All clinicians should keep up with the latest research. It’s the best way to stay current on guidelines, changes to treatment, breakthroughs, and just about every other aspect of medicine.
But diving into a study requires you to recall everything you learned in those long ago stats classes. Do you remember what all those numbers mean? Or has it gotten a bit fuzzy?
Fortunately, The Journal of Clinical Psychiatry publishes an ongoing series of statistics refreshers written by Chittaranjan Andrade, MD, senior professor in the department of clinical psychopharmacology and neurotoxicology at the National Institute of Mental Health and Neurosciences, Bangalore, India. These excellent primers are the perfect guide to understanding the statistical analysis you often encounter in scientific papers.

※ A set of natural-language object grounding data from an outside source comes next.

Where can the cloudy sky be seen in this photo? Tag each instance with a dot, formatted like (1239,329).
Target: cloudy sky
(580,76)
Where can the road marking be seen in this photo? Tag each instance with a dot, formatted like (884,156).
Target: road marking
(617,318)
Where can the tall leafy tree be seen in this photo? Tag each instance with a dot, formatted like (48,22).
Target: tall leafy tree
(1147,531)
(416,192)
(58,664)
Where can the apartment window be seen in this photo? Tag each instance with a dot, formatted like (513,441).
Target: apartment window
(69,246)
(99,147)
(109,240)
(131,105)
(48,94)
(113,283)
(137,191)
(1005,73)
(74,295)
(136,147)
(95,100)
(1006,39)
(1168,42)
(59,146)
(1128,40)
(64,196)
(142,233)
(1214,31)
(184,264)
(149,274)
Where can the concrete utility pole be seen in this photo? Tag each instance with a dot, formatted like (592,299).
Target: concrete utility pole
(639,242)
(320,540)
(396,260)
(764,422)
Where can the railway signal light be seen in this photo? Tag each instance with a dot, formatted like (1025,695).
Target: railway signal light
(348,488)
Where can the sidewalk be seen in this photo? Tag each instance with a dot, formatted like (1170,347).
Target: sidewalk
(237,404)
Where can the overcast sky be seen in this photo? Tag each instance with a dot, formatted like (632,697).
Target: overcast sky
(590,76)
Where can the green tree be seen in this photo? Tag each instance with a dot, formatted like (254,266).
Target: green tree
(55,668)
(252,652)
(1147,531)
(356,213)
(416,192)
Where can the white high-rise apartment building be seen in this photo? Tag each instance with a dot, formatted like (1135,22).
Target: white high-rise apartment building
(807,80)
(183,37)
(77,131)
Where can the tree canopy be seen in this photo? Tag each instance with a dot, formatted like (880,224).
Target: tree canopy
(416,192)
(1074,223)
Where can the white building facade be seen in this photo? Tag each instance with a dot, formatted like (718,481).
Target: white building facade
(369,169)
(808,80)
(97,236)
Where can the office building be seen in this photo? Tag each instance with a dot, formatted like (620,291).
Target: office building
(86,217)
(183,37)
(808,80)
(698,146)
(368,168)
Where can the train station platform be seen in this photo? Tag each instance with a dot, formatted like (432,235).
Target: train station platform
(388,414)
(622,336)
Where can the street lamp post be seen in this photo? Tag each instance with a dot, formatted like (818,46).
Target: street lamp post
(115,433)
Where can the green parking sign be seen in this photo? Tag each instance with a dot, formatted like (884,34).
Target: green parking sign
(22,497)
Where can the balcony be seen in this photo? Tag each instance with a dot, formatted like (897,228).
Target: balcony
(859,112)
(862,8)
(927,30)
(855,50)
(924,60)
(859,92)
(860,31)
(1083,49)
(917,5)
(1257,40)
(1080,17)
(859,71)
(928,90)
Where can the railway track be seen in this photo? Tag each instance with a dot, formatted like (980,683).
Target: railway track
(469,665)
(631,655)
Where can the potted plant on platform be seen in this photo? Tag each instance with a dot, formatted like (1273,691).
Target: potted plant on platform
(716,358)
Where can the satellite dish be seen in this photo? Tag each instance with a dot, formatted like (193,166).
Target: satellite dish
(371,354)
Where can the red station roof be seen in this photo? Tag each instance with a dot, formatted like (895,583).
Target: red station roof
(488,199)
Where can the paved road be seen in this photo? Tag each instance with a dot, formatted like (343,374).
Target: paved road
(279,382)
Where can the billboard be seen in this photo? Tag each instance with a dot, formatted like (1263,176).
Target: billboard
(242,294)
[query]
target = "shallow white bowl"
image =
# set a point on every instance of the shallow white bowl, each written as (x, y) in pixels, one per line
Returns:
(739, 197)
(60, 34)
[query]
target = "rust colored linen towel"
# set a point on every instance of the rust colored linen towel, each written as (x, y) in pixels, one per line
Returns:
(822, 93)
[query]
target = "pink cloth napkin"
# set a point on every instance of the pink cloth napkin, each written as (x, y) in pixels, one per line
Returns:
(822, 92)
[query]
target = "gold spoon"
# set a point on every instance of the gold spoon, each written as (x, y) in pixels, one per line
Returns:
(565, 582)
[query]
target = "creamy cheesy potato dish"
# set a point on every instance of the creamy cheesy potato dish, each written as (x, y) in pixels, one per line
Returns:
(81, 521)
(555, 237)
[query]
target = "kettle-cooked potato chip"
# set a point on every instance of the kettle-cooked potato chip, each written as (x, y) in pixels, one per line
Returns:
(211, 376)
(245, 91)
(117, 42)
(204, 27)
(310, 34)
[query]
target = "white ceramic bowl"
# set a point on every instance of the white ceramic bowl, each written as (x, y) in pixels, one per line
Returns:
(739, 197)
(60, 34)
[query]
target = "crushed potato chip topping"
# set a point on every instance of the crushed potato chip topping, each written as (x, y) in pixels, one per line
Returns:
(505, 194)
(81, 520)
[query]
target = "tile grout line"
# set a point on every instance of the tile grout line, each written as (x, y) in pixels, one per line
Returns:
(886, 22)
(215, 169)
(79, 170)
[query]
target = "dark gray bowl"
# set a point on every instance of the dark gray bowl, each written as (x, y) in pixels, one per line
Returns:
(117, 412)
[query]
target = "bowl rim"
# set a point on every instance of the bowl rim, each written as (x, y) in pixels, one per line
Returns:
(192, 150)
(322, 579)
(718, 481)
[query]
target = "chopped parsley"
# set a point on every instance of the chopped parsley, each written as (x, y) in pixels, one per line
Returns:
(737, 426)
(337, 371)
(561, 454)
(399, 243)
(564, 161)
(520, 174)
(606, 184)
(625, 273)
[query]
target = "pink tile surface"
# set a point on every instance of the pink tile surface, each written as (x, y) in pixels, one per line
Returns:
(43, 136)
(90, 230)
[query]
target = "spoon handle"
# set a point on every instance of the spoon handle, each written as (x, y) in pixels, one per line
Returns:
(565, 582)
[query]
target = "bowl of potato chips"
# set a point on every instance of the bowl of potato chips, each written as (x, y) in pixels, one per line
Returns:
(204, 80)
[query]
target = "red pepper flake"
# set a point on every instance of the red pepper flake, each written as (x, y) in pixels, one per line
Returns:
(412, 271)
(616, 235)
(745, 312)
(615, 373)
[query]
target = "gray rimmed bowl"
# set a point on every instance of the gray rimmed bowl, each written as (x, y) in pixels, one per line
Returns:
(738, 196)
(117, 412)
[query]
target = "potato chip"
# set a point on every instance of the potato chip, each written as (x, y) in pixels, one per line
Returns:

Below, we’ve illustrated some of Andrade’s work to help you keep the terminology straight. For more in-depth explanations, visit the JCP‘s Research Methods Statistics page.
95% Confidence Ratio
“CIs are far more informative than, say, mere P values when drawing conclusions about a result,” Andrade wrote in A Primer on Confidence Intervals in Psychopharmacology. “In clinical trials, 95% CIs can provide an understanding of the possible magnitude of an effect, its statistical significance, and even its clinical significance.”
Odds Ratio
“The odds ratio is the odds of an event in an experimental group relative to that in a control group. Many research papers present findings as odds ratios as a measure of effect size for categorical outcomes,” Andrade wrote.
Hazard Ratio
According to Andrade, hazard is different from risk in that it implies a time-to-event analysis. “That is, it implies that we’re interested in finding out not just whether an event (such as relapse) occurred but how early or late it occurred,” he wrote in a recent JCP paper.
Relative Risk
“An RR of 1.00 means that the risk of the event is identical in the exposed and control samples. An RR that is less than 1.00 means that the risk is lower in the exposed sample. An RR that is greater than 1.00 means that the risk is increased in the exposed sample,” Andrade explained in a recent writeup.
Number Needed to Treat
The number needed to treat, often abbreviated as NNT, is a derived statistic. It tells us how many patients must receive a particular treatment for 1 additional patient to experience a favorable outcome such as treatment response. Andrade underscored the importance of what NNT is and is not. For example, an NNT = 9 does not mean that treatment will result in a response rate of 1 in 9. In fact, it will result in several out of 9 patients responding. However, some of these responders would have responded anyway, through a placebo mechanism.
Number Needed to Harm
The number needed to harm, or NNH, derives from the observed adverse effect rates. A particular intervention treats a specific number of patients, resulting in one additional patient experiencing a specified adverse outcome. It demonstrates the number of patients who require treatment for this outcome.
Likelihood to Be Helped or Harmed
Finally, the statistic called likelihood to be helped or harmed (LLH.) This ratio is a measure of the unique association of a treatment with a favorable outcome versus its unique association with an unfavorable outcome, Andrade explained. Unique association is the risk difference for an outcome between treatment and placebo. A favorable outcome is usually response to or remission with treatment. An unfavorable outcome is usually drop out due to adverse events. Larger values for LLH imply more favorable treatment results.